Bessin, who studies the connections between Putin and Eurasians says,“The links between Russian and Eurasian radical conservatism were established a long time ago.” “Dugin had French intellectual Alain de Benoist, who has been a prominent figure in the‘new right’ for several decades now, visit to Moscow State University on several occasions and he went to Paris at Benoist’s invitation.”

The common foundation for the far right, Eurasians, and Putin is the rejection of liberal democracy and anti-Americanism in general. For example, it was dislike for the USA that prompted the Front National to forge the France-Europe-Russia parliamentary coalition. “All of this brings us back to the idea of ‘conservative revolution’, the writings of Oswald Spengler and the perceived threat of cultural devastation caused by America’s rise. Putin shares this anti-Atlantic, anti-American dogma both with the Eurasians and their European friends,” says Bessin.

Ukrainian rightists out of place

In May 2013, the leaders of the Hungarian Jobbik radical right movement met with Dugin in Moscow. There they claimed that Hungary would do best to join the Eurasian Union. Shortly before the visit, the leadership of Jobbik was directly involved in stripping the Ukrainian right-wing Svoboda (Freedom) party of its observer status in the Alliance of European National Movements (AENM), an influential, though not the only, “International” organization of the EU radical right.
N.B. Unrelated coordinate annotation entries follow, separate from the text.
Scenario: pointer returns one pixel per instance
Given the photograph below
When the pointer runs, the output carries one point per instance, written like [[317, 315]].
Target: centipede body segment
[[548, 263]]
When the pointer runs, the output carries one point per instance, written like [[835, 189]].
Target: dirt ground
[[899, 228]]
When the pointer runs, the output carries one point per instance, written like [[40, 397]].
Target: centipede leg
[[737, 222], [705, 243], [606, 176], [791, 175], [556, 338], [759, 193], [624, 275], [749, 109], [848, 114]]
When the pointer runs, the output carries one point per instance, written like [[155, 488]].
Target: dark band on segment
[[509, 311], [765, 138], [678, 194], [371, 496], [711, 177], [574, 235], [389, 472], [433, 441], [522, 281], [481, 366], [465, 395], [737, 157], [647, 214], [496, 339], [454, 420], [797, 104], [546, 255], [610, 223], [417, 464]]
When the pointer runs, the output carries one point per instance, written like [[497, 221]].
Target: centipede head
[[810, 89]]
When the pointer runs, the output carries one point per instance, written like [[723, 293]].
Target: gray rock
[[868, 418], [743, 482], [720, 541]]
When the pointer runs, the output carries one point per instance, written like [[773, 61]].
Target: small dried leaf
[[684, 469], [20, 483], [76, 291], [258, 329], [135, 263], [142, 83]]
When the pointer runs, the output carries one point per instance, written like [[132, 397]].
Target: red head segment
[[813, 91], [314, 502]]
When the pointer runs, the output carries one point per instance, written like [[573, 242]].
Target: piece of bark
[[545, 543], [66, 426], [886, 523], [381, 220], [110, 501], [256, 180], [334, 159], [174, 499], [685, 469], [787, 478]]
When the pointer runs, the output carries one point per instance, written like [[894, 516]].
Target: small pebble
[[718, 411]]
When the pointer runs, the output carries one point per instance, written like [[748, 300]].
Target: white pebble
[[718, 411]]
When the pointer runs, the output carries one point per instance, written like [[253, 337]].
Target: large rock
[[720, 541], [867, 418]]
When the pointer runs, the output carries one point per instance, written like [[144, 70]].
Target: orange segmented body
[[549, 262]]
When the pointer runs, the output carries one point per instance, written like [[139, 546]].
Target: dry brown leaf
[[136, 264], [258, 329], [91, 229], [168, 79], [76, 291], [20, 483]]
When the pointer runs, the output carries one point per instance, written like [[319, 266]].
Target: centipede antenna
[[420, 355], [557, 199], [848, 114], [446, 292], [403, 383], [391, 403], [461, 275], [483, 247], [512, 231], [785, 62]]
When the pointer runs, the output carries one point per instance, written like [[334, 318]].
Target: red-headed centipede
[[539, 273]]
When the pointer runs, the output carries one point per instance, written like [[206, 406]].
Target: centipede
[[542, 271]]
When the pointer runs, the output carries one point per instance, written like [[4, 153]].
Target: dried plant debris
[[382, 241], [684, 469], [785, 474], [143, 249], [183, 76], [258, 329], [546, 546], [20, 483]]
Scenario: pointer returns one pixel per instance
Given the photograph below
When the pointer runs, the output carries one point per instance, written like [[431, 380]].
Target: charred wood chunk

Analysts expect that various kinds of populists may win 16 to 25 per cent in the European Parliament elections in 2014, while one in ten newly elected MEPs are likely to be far rightist. This year may become their moment of glory, while the new composition of European Parliament may prove to be less sympathetictowards Ukraine and its European aspirations.

In this ideological and geopolitical setup, the Ukrainian far rightists became strangers among their own kind. Their European colleagues refuse to treat them as their equals, prefer instead those whose position is stronger. In the eyes of Western neofascists, Putin has already risen to the status of an informal leader and his Customs Union is the first step towards Russia’s fascist ideologeme of the “Eurasian Empire”. As they fight against Russia’s imperial ambition, Ukrainians should pin their hopes on the support of the European political mainstream, which sets a certain standard of liberalism, commitment to democracy and respect for human rights before Ukrainian radicals, rather than the far right. They would do well to grasp as much.